Felix had no difficulty in making an intelligent translation. The mine owner asked a few questions—questions which showed how far he had made up his mind; and upon hearing the answers, given by Vronsky and translated by Felix, he said he had determined to try the experiment, and that, if it were successful, he would like the complete system installed as soon as it could be produced.
It became evident that Vronsky would have to proceed forthwith to Hamburg, to arrange for the manufacture of his patent.
But that he should go without Felix was to him a thing impossible. Not only was the young man indispensable, owing to his linguistic proficiency, there was more. Vronsky had taken a fancy to him; and he was a man who made friends with difficulty, being shy, and slow to adapt himself to any strange person or custom.
When the mine owner, who had been traveling for forty-eight hours, had tramped heavily upstairs to bed, the Russian turned to his secretary with a passionate gesture.
"It is simply that it must, that thou accompaniest me."
Felix stood breathing hard in excitement. The sight of the detective had jarred him more than he felt able to explain. To leave England at once and without warning seemed likely to be the safest plan for the protection of the girl who was the pivot of all his thought. He was quite certain that, the hunt being up, she would not be safe in the north, at the Convent School. That was, as Comrade Dawkes had justly observed, the very place where they would be likely to look for her.

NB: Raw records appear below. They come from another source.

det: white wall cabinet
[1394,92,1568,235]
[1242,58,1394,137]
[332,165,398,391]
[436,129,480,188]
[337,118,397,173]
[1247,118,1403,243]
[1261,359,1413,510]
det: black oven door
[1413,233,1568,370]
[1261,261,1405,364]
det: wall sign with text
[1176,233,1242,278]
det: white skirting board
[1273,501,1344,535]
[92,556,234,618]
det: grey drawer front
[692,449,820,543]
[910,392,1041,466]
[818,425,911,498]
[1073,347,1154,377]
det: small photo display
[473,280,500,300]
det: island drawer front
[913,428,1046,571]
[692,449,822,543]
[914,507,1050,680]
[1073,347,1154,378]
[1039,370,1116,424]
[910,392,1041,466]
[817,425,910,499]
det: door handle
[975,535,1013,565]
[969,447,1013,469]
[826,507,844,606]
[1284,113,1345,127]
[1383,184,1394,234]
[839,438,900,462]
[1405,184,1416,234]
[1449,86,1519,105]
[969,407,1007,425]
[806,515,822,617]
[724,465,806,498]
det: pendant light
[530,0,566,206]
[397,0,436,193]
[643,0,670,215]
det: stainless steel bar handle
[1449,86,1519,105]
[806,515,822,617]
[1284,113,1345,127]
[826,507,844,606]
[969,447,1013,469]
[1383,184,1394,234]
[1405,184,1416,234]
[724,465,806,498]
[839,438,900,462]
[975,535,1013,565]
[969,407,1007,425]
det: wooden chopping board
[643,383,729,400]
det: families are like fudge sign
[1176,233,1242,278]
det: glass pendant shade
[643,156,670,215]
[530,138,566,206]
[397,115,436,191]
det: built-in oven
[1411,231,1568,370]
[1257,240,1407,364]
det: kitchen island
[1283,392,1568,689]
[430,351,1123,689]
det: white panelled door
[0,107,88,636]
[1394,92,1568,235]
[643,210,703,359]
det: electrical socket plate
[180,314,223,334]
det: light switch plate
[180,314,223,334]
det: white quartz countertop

In fact, it was the only place she might conceivably make for, since it was the only place in wide England which she knew.
"Will you walk down with me to the wharf?" asked he hesitatingly and wistfully of Vronsky. "I am going to make a clean breast of things to you."
Ever since he had realized how simple and affectionate a soul the Russian was, he had been approaching nearer and nearer to the conviction that it would be best to confide in him. The appearance of the detective made him desperate. He literally must have somebody with whom to discuss the engrossing and difficult subject.
To his relief, Vronsky, with the remark that a breath of air was what he wanted, willingly took down his hat from the peg, and together they sauntered through the quiet town, which already, though it was not much past nine o'clock, showed signs of going to bed.
As they walked, Felix told him his whole story, from beginning to end. He told him his real name, and how, by a curious coincidence, the girl Rona was being befriended by his own people. He gave him the chronicle of his gradual drawing in to the toils of the Brotherhood—of his despair and attempted suicide; and of the fateful precipitation of Rona into the horizon of his landscape.